Single-dose mucosal replicon-particle vaccine protects against lethal Nipah virus infection up to 3 days after vaccination
Stephen R. Welch, Jessica R. Spengler, Sarah C. Genzer, JoAnn D. Coleman-McCray, Jessica R. Harmon, Teresa E. Sorvillo, Florine E. M. Scholte, Sergio E. Rodriguez, Justin T. O’Neal, Jana M. Ritter, G Ficarra, Katherine Davies, Markus H. Kainulainen, Elif Karaaslan, Éric Bergeron, Cynthia S. Goldsmith, Michael K. Lo, Stuart T. Nichol, Joel M. Montgomery, Christina F. Spiropoulou
Abstract
Nipah virus (NiV) causes a highly lethal disease in humans who present with acute respiratory or neurological signs.
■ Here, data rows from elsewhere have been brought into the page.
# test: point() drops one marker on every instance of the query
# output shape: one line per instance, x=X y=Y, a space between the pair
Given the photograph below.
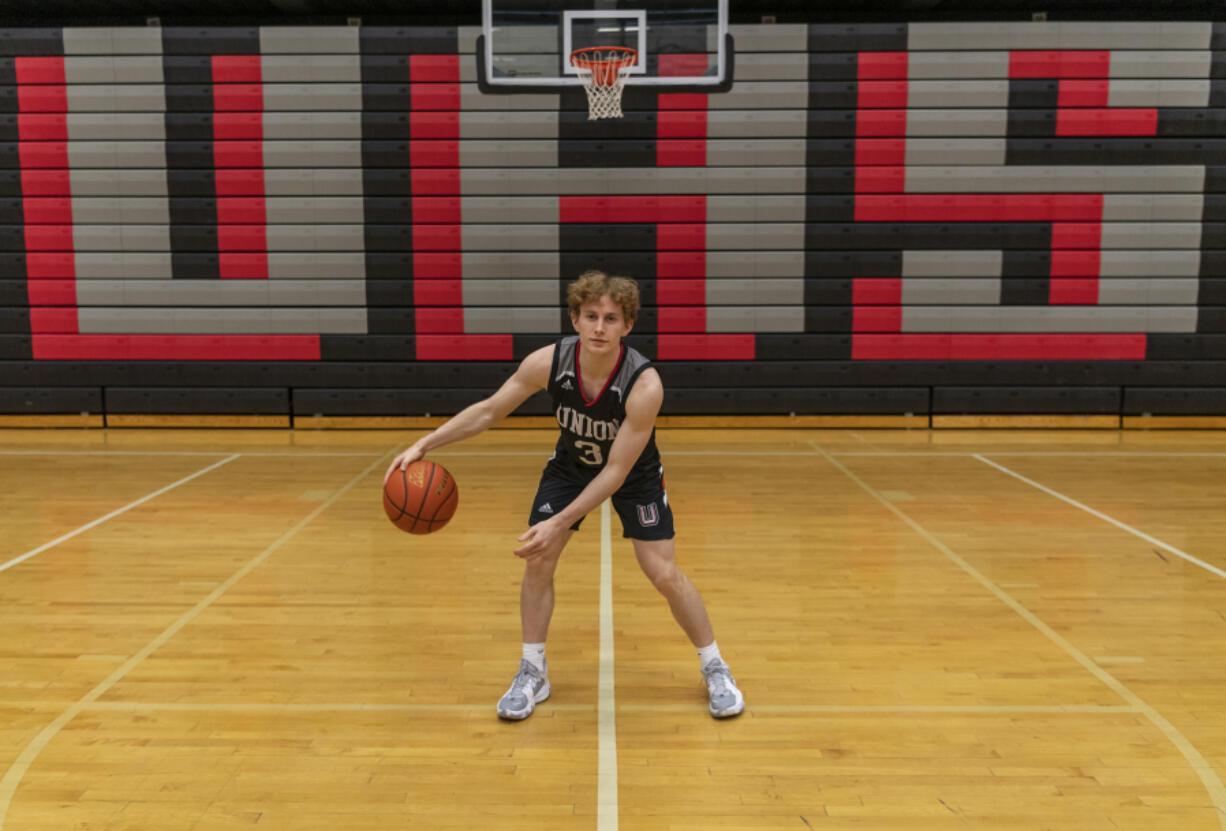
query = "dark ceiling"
x=467 y=12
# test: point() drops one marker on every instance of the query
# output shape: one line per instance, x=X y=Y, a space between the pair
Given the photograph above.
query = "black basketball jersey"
x=590 y=427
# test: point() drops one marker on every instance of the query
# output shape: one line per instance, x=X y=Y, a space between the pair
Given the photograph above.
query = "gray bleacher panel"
x=760 y=124
x=471 y=98
x=488 y=124
x=520 y=291
x=313 y=182
x=527 y=153
x=771 y=152
x=1161 y=64
x=1048 y=319
x=763 y=94
x=755 y=291
x=755 y=264
x=958 y=123
x=131 y=265
x=313 y=153
x=130 y=69
x=118 y=41
x=1146 y=291
x=951 y=264
x=115 y=98
x=510 y=264
x=315 y=238
x=310 y=97
x=770 y=37
x=771 y=66
x=951 y=65
x=755 y=319
x=125 y=155
x=318 y=68
x=320 y=265
x=309 y=41
x=137 y=210
x=958 y=93
x=1150 y=234
x=510 y=238
x=508 y=208
x=312 y=125
x=502 y=320
x=1165 y=92
x=1145 y=264
x=1056 y=179
x=1113 y=34
x=119 y=183
x=755 y=208
x=121 y=238
x=964 y=291
x=1123 y=207
x=314 y=210
x=103 y=126
x=955 y=151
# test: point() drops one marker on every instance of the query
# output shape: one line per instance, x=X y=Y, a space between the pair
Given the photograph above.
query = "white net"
x=603 y=75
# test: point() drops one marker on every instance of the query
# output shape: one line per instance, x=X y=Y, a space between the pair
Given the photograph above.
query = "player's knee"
x=666 y=577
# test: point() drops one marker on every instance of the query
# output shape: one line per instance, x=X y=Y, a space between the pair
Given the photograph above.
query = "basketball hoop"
x=603 y=71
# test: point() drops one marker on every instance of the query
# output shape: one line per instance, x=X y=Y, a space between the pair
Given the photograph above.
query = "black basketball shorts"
x=641 y=504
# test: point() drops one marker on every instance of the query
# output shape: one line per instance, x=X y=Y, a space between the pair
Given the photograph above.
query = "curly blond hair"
x=593 y=284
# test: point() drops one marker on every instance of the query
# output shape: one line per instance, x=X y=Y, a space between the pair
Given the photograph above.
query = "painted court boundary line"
x=126 y=508
x=1122 y=526
x=1195 y=760
x=19 y=767
x=606 y=718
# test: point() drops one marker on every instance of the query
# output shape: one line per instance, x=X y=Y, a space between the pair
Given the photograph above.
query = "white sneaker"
x=529 y=688
x=726 y=699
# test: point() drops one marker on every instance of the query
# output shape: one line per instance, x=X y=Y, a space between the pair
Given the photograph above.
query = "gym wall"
x=877 y=220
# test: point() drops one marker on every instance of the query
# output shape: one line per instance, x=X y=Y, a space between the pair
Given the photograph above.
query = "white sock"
x=535 y=655
x=708 y=653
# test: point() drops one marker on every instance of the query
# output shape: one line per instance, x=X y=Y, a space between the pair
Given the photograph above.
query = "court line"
x=1198 y=762
x=918 y=709
x=1122 y=526
x=126 y=508
x=17 y=770
x=178 y=706
x=606 y=720
x=169 y=452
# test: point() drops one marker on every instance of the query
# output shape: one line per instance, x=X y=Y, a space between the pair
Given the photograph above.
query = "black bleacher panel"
x=49 y=400
x=874 y=218
x=988 y=400
x=1199 y=401
x=753 y=401
x=206 y=401
x=399 y=402
x=15 y=347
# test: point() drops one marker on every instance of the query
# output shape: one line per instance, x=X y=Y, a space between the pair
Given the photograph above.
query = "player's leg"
x=647 y=521
x=657 y=558
x=531 y=683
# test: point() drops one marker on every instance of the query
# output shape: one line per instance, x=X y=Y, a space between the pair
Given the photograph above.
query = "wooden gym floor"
x=207 y=630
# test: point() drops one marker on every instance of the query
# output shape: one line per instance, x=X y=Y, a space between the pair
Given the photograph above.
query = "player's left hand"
x=541 y=538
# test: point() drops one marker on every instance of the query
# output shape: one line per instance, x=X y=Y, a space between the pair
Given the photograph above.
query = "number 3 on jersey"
x=591 y=452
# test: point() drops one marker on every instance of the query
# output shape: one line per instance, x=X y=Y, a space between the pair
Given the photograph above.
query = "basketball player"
x=606 y=397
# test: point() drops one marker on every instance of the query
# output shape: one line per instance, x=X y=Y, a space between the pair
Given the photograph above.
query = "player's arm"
x=531 y=376
x=641 y=408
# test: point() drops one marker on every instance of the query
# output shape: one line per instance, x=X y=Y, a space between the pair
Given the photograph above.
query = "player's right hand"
x=402 y=461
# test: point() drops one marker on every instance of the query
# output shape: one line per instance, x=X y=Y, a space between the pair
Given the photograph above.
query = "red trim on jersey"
x=579 y=376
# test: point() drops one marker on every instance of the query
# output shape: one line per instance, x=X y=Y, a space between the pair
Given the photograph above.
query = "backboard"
x=526 y=44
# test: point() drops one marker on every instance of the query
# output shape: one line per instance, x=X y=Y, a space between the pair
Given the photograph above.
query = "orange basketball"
x=422 y=498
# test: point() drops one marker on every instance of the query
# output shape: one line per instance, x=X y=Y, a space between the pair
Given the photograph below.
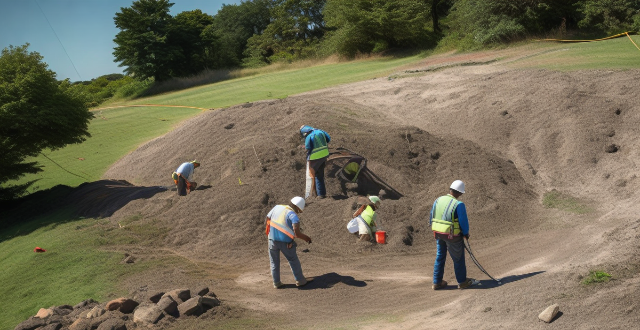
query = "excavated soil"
x=511 y=135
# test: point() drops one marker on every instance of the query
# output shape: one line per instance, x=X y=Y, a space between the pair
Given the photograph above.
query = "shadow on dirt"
x=490 y=284
x=330 y=279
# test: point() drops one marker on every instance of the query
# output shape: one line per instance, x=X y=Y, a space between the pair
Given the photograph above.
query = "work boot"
x=465 y=284
x=441 y=285
x=304 y=281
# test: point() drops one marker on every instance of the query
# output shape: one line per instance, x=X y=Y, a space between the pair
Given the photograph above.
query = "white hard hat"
x=458 y=186
x=299 y=202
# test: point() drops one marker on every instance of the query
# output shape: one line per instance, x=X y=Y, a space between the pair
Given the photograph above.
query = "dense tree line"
x=153 y=44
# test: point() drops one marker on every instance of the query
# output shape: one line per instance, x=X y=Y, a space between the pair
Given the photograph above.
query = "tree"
x=233 y=25
x=296 y=28
x=142 y=46
x=610 y=16
x=184 y=33
x=375 y=25
x=36 y=113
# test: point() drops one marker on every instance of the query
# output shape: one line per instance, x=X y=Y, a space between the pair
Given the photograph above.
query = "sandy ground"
x=511 y=135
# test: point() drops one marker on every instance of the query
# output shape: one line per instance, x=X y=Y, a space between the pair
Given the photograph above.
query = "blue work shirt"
x=308 y=141
x=186 y=170
x=460 y=214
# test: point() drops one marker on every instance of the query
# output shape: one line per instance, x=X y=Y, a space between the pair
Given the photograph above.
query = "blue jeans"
x=456 y=251
x=275 y=248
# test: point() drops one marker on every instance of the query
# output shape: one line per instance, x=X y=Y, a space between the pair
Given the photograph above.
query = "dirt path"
x=511 y=135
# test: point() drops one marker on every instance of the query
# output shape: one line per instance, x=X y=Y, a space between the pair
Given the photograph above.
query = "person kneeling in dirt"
x=450 y=224
x=282 y=226
x=183 y=177
x=366 y=216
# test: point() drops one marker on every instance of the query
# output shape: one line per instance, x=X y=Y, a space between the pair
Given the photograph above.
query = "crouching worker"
x=283 y=225
x=183 y=177
x=366 y=218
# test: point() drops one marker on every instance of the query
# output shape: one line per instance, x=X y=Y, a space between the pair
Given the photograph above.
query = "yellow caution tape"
x=150 y=105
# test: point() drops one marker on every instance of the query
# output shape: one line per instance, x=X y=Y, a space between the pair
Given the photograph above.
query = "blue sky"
x=84 y=28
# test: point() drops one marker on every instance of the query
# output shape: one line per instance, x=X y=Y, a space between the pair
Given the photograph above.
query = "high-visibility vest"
x=320 y=148
x=279 y=222
x=444 y=220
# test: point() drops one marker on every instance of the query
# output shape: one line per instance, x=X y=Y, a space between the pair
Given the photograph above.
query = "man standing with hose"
x=450 y=225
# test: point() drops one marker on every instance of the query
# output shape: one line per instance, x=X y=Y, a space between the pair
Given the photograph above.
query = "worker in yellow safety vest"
x=316 y=143
x=450 y=224
x=282 y=226
x=366 y=216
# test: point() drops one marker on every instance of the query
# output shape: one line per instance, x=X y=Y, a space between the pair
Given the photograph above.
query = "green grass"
x=115 y=132
x=76 y=265
x=557 y=200
x=619 y=53
x=596 y=276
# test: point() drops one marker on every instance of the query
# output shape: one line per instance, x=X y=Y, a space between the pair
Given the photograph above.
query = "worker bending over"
x=183 y=177
x=283 y=225
x=449 y=223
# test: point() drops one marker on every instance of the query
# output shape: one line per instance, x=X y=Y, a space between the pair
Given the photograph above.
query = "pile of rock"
x=123 y=313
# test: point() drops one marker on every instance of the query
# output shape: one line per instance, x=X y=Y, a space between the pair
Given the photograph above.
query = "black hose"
x=467 y=247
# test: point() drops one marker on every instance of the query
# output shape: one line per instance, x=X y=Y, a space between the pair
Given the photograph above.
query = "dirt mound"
x=511 y=136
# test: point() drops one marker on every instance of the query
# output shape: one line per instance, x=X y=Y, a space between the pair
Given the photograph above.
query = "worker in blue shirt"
x=316 y=143
x=450 y=225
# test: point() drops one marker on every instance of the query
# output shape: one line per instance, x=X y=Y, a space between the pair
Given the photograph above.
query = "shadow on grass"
x=62 y=204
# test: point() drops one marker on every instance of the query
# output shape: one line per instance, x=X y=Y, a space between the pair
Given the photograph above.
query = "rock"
x=112 y=324
x=210 y=301
x=168 y=305
x=43 y=313
x=149 y=314
x=179 y=295
x=548 y=314
x=191 y=306
x=52 y=326
x=202 y=291
x=31 y=324
x=81 y=324
x=124 y=305
x=84 y=303
x=95 y=312
x=156 y=297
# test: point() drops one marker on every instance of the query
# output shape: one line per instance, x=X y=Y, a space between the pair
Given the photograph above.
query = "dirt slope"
x=511 y=135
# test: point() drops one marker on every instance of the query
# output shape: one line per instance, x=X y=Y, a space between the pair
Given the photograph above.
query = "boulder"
x=43 y=313
x=149 y=314
x=81 y=323
x=548 y=314
x=202 y=291
x=156 y=297
x=52 y=326
x=191 y=306
x=124 y=305
x=168 y=305
x=179 y=295
x=112 y=324
x=95 y=312
x=31 y=324
x=210 y=301
x=84 y=303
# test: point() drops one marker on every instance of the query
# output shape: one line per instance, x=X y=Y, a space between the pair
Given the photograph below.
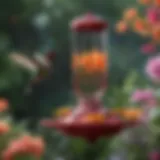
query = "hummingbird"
x=38 y=64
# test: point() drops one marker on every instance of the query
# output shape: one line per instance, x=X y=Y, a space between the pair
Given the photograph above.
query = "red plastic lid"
x=88 y=23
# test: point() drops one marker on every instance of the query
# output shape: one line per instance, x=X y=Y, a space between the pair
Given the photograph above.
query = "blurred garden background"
x=35 y=74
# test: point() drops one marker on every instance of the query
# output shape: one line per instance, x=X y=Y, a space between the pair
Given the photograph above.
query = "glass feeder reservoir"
x=89 y=57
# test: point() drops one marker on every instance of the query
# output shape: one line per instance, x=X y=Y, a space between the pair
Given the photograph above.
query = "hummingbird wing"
x=23 y=61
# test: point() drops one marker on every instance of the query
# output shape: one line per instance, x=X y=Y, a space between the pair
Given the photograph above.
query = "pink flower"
x=4 y=128
x=153 y=15
x=143 y=96
x=153 y=68
x=148 y=48
x=155 y=155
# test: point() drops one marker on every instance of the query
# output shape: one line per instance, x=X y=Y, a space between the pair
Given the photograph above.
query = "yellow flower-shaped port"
x=130 y=14
x=132 y=113
x=94 y=118
x=90 y=62
x=63 y=111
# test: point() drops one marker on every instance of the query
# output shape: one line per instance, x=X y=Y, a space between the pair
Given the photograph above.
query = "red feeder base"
x=88 y=131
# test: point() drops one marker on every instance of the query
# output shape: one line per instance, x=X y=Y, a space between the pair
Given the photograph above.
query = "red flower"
x=89 y=131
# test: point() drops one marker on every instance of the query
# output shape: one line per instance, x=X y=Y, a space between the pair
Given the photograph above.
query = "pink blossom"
x=153 y=68
x=154 y=155
x=153 y=15
x=143 y=96
x=148 y=48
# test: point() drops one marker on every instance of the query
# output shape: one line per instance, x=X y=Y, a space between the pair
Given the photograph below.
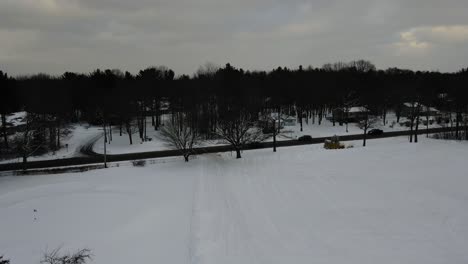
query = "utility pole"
x=105 y=143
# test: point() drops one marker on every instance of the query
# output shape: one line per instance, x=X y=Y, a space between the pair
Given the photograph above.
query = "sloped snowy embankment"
x=392 y=202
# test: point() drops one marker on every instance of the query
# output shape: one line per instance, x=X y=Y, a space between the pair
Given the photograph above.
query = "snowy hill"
x=392 y=202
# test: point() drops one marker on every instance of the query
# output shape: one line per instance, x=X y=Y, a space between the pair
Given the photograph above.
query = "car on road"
x=306 y=138
x=375 y=132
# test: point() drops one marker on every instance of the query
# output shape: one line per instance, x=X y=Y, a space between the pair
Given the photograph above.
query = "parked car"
x=375 y=132
x=305 y=138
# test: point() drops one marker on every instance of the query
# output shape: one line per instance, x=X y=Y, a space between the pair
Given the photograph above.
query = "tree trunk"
x=25 y=161
x=5 y=136
x=129 y=132
x=58 y=137
x=238 y=154
x=416 y=129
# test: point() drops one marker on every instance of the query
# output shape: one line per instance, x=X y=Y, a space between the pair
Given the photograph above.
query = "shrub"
x=139 y=163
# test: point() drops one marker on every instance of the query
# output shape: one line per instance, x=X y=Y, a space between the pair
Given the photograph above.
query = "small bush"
x=333 y=143
x=306 y=138
x=54 y=257
x=4 y=261
x=139 y=163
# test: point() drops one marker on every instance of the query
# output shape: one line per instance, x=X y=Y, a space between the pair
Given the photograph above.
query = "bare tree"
x=367 y=123
x=180 y=134
x=239 y=130
x=26 y=141
x=79 y=257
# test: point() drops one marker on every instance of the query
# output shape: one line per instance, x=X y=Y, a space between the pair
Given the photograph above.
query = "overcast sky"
x=54 y=36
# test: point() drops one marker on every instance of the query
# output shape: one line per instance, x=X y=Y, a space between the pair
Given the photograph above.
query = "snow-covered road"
x=392 y=202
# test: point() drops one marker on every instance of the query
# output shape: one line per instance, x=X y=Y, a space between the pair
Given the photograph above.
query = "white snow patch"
x=391 y=202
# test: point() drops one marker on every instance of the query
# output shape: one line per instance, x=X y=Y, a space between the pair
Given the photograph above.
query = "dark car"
x=305 y=138
x=375 y=132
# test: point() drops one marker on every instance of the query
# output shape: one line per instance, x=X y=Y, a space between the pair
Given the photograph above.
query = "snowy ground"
x=391 y=202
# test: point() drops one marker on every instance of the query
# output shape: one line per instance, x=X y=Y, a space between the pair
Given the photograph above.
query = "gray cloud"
x=80 y=35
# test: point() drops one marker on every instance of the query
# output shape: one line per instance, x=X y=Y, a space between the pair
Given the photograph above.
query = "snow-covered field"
x=79 y=135
x=391 y=202
x=121 y=144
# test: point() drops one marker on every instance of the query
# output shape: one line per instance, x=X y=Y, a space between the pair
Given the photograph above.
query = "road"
x=92 y=157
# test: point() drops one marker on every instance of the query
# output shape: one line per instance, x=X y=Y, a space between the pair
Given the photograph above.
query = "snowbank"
x=391 y=202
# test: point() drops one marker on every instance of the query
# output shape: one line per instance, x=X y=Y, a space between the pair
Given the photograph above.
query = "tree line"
x=216 y=101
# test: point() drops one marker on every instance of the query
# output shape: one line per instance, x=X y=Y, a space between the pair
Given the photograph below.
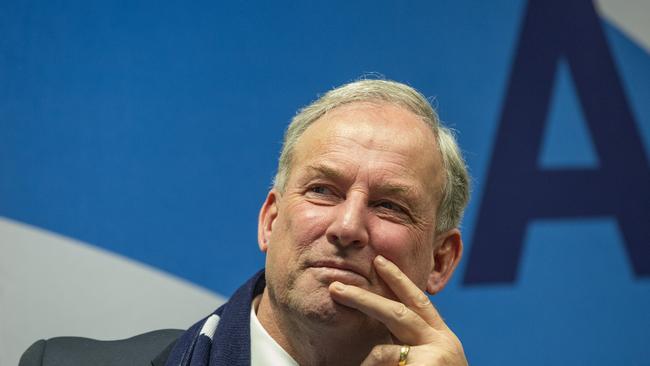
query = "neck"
x=311 y=342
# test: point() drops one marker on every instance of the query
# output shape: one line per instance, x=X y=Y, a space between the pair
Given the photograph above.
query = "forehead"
x=372 y=133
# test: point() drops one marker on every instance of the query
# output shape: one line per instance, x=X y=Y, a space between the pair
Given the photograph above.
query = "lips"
x=332 y=270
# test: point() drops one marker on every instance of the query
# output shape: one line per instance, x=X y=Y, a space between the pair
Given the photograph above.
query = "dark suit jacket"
x=143 y=350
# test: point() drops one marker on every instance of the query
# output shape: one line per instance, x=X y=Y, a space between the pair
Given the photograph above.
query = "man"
x=362 y=219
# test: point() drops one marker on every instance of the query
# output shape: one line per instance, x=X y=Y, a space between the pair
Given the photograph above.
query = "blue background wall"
x=152 y=129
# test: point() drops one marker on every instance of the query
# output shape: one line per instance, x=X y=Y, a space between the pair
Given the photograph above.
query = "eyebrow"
x=384 y=189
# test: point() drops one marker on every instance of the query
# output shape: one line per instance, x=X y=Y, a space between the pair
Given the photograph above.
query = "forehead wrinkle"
x=325 y=170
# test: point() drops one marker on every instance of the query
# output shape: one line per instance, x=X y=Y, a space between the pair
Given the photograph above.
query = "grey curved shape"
x=53 y=286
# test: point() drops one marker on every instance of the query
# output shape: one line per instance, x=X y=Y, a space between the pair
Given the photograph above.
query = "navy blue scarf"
x=223 y=337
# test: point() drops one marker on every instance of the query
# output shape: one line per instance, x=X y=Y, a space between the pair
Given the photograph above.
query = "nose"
x=349 y=227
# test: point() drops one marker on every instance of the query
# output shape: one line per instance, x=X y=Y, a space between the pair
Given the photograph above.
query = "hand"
x=413 y=320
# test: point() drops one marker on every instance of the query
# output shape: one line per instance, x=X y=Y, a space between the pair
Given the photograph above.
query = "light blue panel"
x=576 y=303
x=567 y=142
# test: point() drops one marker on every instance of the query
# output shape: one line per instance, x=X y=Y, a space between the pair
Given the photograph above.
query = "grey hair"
x=455 y=192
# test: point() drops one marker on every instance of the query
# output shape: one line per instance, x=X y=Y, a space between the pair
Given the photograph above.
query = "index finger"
x=408 y=293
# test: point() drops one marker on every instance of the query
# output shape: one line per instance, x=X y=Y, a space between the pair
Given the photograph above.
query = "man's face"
x=365 y=180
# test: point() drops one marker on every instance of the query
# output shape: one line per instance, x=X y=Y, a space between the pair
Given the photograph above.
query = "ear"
x=268 y=214
x=448 y=249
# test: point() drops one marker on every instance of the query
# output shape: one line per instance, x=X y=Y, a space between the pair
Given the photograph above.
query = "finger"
x=408 y=293
x=384 y=355
x=401 y=321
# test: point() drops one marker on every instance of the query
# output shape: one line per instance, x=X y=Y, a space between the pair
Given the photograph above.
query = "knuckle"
x=377 y=354
x=421 y=301
x=401 y=311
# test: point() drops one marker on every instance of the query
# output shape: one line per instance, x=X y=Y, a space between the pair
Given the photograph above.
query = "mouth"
x=330 y=271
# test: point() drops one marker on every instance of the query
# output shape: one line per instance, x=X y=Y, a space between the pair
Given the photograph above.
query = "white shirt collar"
x=264 y=349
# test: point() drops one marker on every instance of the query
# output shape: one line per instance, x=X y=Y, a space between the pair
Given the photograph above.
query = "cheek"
x=405 y=247
x=304 y=223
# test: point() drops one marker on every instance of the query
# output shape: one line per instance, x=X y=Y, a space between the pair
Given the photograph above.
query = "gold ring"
x=403 y=354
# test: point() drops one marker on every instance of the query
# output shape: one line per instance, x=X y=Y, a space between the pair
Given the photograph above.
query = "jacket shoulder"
x=70 y=351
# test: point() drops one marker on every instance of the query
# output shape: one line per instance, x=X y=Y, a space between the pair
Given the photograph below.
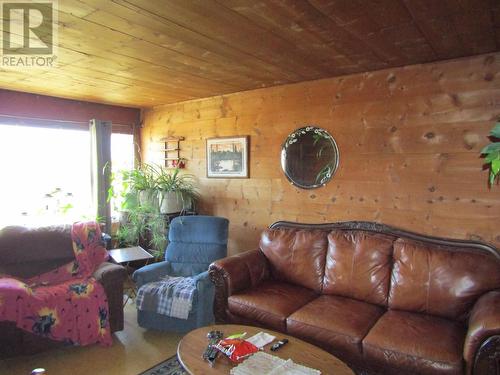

No vaccines against NiV have been approved to date. Here, we report on the clinical impact of a novel NiV-derived nonspreading replicon particle lacking the fusion (F) protein gene (NiVΔF) as a vaccine in three small animal models of disease. A broad antibody response was detected that included immunoglobulin G (IgG) and IgA subtypes with demonstrable Fc-mediated effector function targeting multiple viral antigens. Single-dose intranasal vaccination up to 3 days before challenge prevented clinical signs and reduced virus levels in hamsters and immunocompromised mice; decreases were seen in tissues and mucosal secretions, critically decreasing potential for virus transmission. This virus replicon particle system provides a vital tool to the field and demonstrates utility as a highly efficacious and safe vaccine candidate that can be administered parenterally or mucosally to protect against lethal Nipah disease.